PORTUGAL – Yesterday’s shock resignation of Portuguese prime minister, Antonio Guterres, after local elections swept his Socialist party from power in the country’s main cities and towns, has left the fate of proposed new pensions laws up in the air.

One of the main points of the new law, which was due to be published shortly, was that people joining the Portuguese social security system were set to move to a pension benefit system based on a career average.
Currently, pension payments in Portugal are based on the last ten years of employment.

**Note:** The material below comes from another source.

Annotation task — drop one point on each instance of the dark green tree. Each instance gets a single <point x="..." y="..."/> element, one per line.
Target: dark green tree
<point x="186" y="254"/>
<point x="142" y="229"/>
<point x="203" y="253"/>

Bernie Thomas, a senior consultant with Watson Wyatt in Lisbon, comments: “The law was due to be published therefore we don’t know if it will come into effect or not. There’s going to be elections and a new government in February/March and we don’t know what the new government will do. Are they going to review everything or will they pass the law as it is?
“It really is up in the air.”

Thomas says the new law would have implied some significant reductions for new people joining the social security system, but adds that there would have been a 20-25 year transition period where not a lot would have happened while people still received the benefits of the old system.
“In terms of this law affecting anyone, you would have been looking at people who would be thirty to thirty five years old now, “ he adds.

Thomas also says there were reservations in Portugal on what the impact of the proposed reform would have been: “We know that it wasn’t going to solve the financial problems of the system and in fact there were some minor benefits involved in the changes for some people, so that clearly wasn’t going to improve the financial situation. We were expecting the whole thing to be reviewed in the short term anyway.”